Researchers are working on several alternate technologies that could eventually replace those in the three memory types commonly used today: low-cost dynamic RAM (DRAM), used in PCs and servers; fast static RAM (SRAM), used for processor caches and mobile devices; and nonvolatile flash memory, used in everything from computer BIOSs to cell phones.
Researchers at IBM, Intel Corp. and other companies envision the development of a universal memory technology that could someday replace all three. "That's the Holy Grail," says William Gallagher, senior manager of exploratory and nonvolatile memories at IBM.
A universal memory technology could change how computers are designed, Gallagher says. For example, nonvolatile RAM could allow computers to boot up and power down instantly because stored information wouldn't be lost when power was. But the emergence of a universal memory technology is probably at least 10 to 15 years away, Gallagher says.
Others argue that a universal memory isn't possible because one memory type can't satisfy all needs. For example, nothing could be the fastest and cheapest at the same time.
Most research today is focused on addressing the limitations of one memory technology at a time, such as flash. But some attributes of today's technologies will be hard to beat.
"Most technologies will probably not be able to compete on lowest cost per bit [against DRAM] or with the fastest SRAM. So they will fall into that space in between," says Bob Merritt, vice president of memory research at Semico Research Corp. in Phoenix.
Ferroelectric RAM (FRAM) and magnetoresistive RAM (MRAM) are the best-funded and most-evolved of the emerging memory technologies. FRAM is a nonvolatile RAM that was developed by Ramtron International Corp. in Colorado Springs. It's licensed by Texas Instruments Inc. and others. More than 30 million products have already shipped using FRAM, including metering, radio frequency identification and smart-card devices, according to Ramtron.
FRAM, which is based on nanoscale "quantum dots," uses less power and writes faster than DRAM or flash, and it has a long life span. But the technology remains 20 to 50 times more expensive per bit than DRAM, and chip density is far lower.
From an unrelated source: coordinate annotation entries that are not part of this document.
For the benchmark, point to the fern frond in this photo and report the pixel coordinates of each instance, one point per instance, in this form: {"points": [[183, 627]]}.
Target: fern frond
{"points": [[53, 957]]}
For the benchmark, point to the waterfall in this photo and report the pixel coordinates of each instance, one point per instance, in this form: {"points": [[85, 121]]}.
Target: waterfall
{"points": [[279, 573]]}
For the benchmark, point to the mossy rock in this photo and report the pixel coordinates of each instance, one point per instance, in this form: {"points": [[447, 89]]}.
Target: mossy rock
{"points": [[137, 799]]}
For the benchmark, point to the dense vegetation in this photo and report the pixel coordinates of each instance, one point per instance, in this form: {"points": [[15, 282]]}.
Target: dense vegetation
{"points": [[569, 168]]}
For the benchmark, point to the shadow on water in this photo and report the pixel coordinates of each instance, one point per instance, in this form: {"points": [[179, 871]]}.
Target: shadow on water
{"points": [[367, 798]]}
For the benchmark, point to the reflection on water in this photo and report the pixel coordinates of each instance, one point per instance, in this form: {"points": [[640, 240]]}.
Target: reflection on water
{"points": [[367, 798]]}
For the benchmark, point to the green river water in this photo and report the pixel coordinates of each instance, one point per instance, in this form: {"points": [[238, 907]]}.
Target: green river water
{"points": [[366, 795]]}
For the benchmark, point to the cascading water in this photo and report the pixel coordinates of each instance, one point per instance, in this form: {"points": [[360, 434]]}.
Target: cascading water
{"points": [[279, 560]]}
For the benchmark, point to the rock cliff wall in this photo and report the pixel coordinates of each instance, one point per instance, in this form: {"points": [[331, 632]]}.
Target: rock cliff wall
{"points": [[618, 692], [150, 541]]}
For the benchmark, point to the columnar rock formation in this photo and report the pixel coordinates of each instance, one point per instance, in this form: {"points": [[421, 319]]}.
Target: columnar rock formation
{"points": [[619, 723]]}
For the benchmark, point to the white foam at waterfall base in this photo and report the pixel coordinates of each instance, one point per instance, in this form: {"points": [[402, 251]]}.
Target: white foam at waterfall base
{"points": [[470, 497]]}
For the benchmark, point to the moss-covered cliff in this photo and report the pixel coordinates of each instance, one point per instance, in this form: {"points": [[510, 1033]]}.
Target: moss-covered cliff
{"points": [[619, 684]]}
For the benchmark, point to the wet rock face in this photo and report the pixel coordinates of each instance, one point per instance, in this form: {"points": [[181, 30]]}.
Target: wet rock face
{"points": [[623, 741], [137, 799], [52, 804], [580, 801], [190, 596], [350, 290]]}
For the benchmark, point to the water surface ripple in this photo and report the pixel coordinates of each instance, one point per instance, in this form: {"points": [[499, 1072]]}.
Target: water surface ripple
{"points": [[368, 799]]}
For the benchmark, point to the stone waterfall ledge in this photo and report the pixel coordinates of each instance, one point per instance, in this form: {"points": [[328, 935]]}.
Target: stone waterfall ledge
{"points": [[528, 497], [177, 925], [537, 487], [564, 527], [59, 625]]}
Ramtron is prototyping 1Mbit parts today and hopes to push the technology to 4Mbit or 8Mbit in 2006. Until MRAM is ready for the market, however, FRAM is the only game in town for nonvolatile DRAM.
MRAM is closer to production than most other experimental memories, and IBM and Freescale Semiconductor Inc. are the leading MRAM developers. Gallagher calls the technology "magnetic storage on a chip" because it adapts the magnetic polarization techniques used in disk drives to silicon.
"It's fast, nonvolatile memory that offers a nice combination of high speed, high endurance and reasonable density," Gallagher says.
Chip samples can be produced at about the same density and cost per bit as flash. But while promoted as universal memory, the density of MRAM doesn't approach that of DRAM or SRAM. Most interest today is focused on embedded applications.
Several other challengers to conventional memory technologies look promising but are much earlier in their development cycles than FRAM or MRAM.
Phase-change memory (PCM) is a fast, nonvolatile memory that proponents claim could become a universal memory. IBM and Intel have each partnered with other companies to develop the technology.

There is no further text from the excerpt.